Es war einmal ein Mann und eine Frau, die hatten sich schon lange ein
Kind gewünscht und nie eins bekommen, endlich aber ward die Frau guter
Hoffnung. Diese Leute hatten in ihrem Hinterhaus ein kleines Fenster,
daraus konnten sie in den Garten einer Fee sehen, der voll von Blumen
und Kräutern stand, allerlei Art, keiner aber durfte es wagen, in den
Garten hineinzugehen. Eines Tages stand die Frau an diesem Fenster und
sah hinab, da erblickte sie wunderschöne Rapunzeln auf einem Beet und
wurde so lüstern darnach, und wußte doch, daß sie keine davon bekommen
konnte, daß sie ganz abfiel und elend wurde.

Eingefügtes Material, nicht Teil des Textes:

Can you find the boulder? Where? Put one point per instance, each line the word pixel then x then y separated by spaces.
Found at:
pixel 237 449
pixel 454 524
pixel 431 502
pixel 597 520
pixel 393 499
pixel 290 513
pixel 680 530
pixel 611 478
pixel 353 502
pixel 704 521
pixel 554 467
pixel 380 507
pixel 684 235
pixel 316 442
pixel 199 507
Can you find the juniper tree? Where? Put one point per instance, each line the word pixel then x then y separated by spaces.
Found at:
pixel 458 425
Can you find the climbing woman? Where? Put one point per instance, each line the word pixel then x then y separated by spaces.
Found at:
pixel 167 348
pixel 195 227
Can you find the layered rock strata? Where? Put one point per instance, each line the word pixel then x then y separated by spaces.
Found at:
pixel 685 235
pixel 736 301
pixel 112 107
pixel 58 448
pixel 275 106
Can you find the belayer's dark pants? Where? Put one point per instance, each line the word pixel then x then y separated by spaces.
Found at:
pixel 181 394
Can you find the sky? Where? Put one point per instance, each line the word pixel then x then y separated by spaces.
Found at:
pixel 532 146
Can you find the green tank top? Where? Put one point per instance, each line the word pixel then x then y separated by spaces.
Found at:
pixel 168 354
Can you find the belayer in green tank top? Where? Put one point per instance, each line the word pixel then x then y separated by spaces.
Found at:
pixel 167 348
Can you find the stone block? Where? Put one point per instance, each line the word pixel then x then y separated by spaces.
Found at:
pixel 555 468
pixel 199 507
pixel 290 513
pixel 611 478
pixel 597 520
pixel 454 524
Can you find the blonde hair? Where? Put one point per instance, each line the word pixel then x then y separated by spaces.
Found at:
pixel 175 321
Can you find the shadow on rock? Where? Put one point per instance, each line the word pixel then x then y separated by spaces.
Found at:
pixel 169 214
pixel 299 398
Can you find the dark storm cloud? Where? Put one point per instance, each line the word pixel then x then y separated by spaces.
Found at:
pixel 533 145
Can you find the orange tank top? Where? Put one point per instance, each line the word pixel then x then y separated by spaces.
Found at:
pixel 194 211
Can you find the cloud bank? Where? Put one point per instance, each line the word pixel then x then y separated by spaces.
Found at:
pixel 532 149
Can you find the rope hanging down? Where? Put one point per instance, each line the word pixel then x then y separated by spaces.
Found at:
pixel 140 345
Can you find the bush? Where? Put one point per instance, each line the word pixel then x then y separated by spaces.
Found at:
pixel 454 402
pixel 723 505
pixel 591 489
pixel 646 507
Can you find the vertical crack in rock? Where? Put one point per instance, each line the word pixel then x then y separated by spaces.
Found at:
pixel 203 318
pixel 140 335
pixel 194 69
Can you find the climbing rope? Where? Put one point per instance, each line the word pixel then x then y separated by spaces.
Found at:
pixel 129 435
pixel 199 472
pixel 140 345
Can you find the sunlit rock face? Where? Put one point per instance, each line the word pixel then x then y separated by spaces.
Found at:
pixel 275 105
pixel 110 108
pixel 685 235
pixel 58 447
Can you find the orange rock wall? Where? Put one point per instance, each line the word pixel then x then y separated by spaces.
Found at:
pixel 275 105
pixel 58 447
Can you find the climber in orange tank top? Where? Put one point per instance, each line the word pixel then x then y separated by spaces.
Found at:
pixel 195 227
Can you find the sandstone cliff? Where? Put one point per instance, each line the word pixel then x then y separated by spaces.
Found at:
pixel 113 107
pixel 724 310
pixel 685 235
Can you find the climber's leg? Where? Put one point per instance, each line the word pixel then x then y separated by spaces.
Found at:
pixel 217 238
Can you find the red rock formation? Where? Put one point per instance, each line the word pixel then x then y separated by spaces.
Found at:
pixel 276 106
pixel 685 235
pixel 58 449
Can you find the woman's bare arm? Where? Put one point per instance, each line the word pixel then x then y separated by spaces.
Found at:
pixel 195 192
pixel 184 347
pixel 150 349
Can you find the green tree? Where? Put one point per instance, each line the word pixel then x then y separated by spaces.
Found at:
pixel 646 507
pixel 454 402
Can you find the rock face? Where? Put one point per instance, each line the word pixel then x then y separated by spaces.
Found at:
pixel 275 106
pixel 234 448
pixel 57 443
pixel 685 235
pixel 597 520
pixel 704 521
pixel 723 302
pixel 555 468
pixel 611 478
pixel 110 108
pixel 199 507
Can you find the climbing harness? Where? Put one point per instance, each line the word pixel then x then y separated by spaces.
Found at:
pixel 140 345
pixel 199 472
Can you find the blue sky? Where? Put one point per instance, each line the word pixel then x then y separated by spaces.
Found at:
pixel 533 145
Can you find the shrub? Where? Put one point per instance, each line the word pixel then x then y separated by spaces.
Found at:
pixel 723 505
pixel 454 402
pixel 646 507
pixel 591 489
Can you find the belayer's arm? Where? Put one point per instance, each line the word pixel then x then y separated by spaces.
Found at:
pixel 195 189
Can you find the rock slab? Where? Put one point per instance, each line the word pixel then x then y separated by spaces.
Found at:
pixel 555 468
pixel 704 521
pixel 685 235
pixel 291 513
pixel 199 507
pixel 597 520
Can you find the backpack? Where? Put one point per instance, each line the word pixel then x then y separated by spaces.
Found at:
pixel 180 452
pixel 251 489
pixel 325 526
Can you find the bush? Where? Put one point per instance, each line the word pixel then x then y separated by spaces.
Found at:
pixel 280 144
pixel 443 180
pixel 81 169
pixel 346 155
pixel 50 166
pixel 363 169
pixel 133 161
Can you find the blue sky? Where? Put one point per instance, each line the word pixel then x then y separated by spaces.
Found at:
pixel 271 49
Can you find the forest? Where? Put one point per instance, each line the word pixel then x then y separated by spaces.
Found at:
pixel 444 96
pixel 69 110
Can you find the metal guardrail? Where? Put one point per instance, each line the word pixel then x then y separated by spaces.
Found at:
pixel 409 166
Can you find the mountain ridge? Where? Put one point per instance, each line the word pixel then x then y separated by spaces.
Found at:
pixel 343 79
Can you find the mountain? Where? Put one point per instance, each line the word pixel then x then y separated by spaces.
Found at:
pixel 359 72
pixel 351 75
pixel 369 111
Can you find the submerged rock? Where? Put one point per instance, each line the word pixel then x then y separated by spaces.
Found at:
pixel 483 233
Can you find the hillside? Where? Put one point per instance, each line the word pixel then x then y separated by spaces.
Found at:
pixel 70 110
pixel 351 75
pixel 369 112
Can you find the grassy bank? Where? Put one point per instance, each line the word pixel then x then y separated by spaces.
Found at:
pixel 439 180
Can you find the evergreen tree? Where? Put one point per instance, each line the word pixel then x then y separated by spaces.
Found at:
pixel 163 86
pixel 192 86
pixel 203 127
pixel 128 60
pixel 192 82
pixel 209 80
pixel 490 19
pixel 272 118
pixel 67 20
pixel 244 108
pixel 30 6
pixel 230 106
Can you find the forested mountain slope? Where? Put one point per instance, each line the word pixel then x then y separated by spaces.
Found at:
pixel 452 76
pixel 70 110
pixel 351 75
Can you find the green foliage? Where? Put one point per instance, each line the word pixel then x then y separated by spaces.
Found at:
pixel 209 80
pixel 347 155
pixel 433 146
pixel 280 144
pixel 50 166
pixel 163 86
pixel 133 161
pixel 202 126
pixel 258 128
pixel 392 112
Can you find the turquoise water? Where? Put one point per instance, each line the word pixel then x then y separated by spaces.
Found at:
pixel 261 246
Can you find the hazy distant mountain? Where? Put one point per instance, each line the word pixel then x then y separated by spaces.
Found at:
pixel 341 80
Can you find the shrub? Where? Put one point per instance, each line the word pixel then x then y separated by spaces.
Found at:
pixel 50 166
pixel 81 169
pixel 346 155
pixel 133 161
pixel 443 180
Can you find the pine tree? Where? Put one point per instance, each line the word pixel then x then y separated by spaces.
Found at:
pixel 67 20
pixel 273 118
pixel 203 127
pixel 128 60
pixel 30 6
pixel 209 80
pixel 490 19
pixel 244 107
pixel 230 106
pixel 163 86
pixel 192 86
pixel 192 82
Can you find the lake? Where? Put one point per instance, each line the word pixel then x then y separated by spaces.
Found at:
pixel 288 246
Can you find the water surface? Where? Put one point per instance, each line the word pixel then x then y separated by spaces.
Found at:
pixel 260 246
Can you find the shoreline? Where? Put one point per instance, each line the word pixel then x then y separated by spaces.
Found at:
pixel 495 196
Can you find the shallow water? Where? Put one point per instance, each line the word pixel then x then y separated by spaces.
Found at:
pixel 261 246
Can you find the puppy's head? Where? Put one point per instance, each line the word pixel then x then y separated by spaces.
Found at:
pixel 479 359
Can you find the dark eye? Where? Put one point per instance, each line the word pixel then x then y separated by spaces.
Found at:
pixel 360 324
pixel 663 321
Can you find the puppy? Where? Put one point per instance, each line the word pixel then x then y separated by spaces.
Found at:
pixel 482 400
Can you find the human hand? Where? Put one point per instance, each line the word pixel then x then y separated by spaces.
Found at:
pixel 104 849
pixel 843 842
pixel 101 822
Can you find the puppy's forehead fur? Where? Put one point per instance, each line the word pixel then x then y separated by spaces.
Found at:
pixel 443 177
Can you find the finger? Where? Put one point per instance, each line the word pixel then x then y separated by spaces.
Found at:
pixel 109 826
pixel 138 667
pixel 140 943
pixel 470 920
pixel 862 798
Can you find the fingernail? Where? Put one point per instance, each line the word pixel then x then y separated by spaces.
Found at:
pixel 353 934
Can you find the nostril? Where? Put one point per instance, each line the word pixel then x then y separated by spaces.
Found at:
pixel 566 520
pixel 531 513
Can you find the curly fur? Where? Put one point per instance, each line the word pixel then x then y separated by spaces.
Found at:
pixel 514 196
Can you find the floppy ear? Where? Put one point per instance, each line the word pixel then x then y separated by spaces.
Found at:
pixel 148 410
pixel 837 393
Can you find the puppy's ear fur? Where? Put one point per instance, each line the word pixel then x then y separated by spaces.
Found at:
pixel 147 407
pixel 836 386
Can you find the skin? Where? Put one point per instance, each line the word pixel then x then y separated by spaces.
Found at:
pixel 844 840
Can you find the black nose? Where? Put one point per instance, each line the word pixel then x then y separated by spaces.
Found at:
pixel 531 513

Ihr Mann erschrack endlich
und fragte nach der Ursache; „Ach wenn ich keine von den Rapunzeln aus
dem Garten hinter unserm Haus zu essen kriege, so muß ich sterben.“ Der
Mann, welcher sie gar lieb hatte, dachte, es mag kosten was es will, so
willst du ihr doch welche schaffen, stieg eines Abends über die hohe
Mauer und stach in aller Eile eine Hand voll Rapunzeln aus, die er
seiner Frau brachte. Die Frau machte sich sogleich Salat daraus, und aß
sie in vollem Heißhunger auf. Sie hatten ihr aber so gut, so gut
geschmeckt, daß sie den andern Tag noch dreimal soviel Lust bekam. Der
Mann sah wohl, daß keine Ruh wäre, also stieg er noch einmal in den
Garten, allein er erschrack gewaltig, als die Fee darin stand und ihn
heftig schalt, daß er es wage in ihren Garten zu kommen und daraus zu
stehlen. Er entschuldigte sich, so gut er konnte, mit der
Schwangerschaft seiner Frau, und wie gefährlich es sei, ihr dann etwas
abzuschlagen, endlich sprach die Fee: "Ich will mich zufrieden geben und
dir selbst gestatten Rapunzeln mitzunehmen, so viel du willst, wofern
du mir das Kind geben wirst, womit deine Frau jetzo geht.“ In der Angst
sagte der Mann alles zu, und als die Frau in Wochen kam, erschien die
Fee sogleich, nannte das kleine Mädchen Rapunzel und nahm es mit sich
fort.
Dieses Rapunzel wurde das schönste Kind unter der Sonne, wie es aber
zwölf Jahr alt war, so schloß es die Fee in einen hohen hohen Turm, der
hatte weder Tür noch Treppe, nur ganz oben ein kleines
Fensterchen. Wenn nun die Fee hinein wollte, so stand sie unten und
rief:
„Rapunzel, Rapunzel!
laß mir dein Haar herunter.“
Rapunzel hatte prächtige Haare, fein wie gesponnen Gold, und wenn
die Fee so rief, so band sie sie los, wickelte sie oben um einen
Fensterhaken und dann fielen die Haare zwanzig Ellen tief hinunter und
die Fee stieg daran hinauf.
Eines Tages kam nun ein junger Königssohn durch den Wald, wo der Turm
stand, sah das schöne Rapunzel oben am Fenster stehen und hörte sie mit
so süßer Stimme singen, daß er sich ganz in sie verliebte. Da aber
keine Türe im Turm war und keine Leiter so hoch reichen konnte, so
geriet er in Verzweiflung, doch ging er alle Tage in den Wald hin, bis
er einstmals die Fee kommen sah, die sprach:
„Rapunzel, Rapunzel!
laß dein Haar herunter.“
Darauf sah er wohl, auf welcher Leiter man in den Turm kommen konnte.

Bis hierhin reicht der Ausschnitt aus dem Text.